DCEASED VOLUME 1 / AUTHOR: TOM TAYLOR / PUBLISHER: DC / RELEASE DATE: OUT NOW
More than a few years late to the party, DC finally unleash their own take on Marvel Zombies. Infected after being kidnapped by Darkseid and experimented upon in Apokolips, Cyborg finds himself Patient Zero in an epidemic which threatens to destroy the world. This technologically-spread virus (think Stephen King’s Cell meets 28 Days Later) turns anyone who comes into contact with it into a bloodthirsty, malevolent rage-zombie. And it’s spreading fast.
Tom Taylor merges bloody zombie horror with the superhero genre masterfully, ending the first of his six issues on a shocking twist that promises readers nobody is safe from his zombies. And the rest of the book more than delivers on that promise, with the fight for survival quickly turning into a desperate battle from which few are likely to escape. Only Superman and Wonder Woman seem immune, but even they are outnumbered by a rapidly growing horde which takes in members of their friends and family at an alarming rate. DC’s heroes are often referred to in the same cadence as actual Gods; what happens when the most powerful men and women on Earth suddenly turn against us? The results aren’t pretty.

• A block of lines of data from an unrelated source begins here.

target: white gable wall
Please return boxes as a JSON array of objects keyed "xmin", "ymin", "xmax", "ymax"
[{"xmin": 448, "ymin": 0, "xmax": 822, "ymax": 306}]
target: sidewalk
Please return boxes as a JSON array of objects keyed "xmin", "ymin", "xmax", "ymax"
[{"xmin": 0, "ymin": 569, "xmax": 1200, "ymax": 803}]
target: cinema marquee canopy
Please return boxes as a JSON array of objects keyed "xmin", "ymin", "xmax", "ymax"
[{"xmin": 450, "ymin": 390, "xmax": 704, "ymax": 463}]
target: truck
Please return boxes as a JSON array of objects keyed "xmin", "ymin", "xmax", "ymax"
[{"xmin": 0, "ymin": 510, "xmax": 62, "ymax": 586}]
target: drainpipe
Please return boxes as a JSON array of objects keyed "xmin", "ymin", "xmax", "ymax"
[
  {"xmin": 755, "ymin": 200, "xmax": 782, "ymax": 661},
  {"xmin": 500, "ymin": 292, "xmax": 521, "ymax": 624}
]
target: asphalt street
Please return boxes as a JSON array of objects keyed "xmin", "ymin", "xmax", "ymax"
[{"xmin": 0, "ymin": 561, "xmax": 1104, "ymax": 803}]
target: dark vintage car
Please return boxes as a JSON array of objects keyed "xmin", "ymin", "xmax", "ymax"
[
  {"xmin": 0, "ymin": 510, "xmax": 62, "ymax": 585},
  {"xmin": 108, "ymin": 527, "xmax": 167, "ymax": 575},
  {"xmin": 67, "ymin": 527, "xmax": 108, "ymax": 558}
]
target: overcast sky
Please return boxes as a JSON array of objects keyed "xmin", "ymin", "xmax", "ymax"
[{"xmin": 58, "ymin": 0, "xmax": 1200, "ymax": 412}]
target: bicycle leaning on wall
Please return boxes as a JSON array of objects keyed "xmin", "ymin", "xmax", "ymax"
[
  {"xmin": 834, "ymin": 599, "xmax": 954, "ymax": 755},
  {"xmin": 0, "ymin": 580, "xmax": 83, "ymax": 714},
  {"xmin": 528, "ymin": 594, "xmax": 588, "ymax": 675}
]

The art by Trevor Hairsine, Neil Edwards, Stefano Gaudiano, Rain Beredo and Ben Abernathy is equally unsympathetic of its heroes. The book is shockingly gory in places, rarely flinching from the bone-crunching, flesh-chewing action; a mainstream superhero story hasn’t been this nasty since the original Marvel Zombies.
Still, there’s an inevitability to this kind of Elseworlds story that even DCeased can’t evade. As iconic and beloved as its heroes are, their deaths count for naught because, well, this isn’t the main continuity, so what does it really matter? All shock tactics ultimately wear off, and so do Taylor’s, leaving audiences numbed to the book’s nihilism and nastiness. With a sequel (or spin-off) already in the works, there’s a sense that DCeased is just another cog in the machine, ready to spin itself to breaking point until no-one cares any more (see also: The Batman Who Laughs).
But this first book is a beauty, and a work of jarring superhero horror that succeeds in spite of its predictability and lack of originality. It may have arrived late to the party – wearing someone else’s costume, no less – but it’s such a well done and morbidly good time that we can’t help but love it.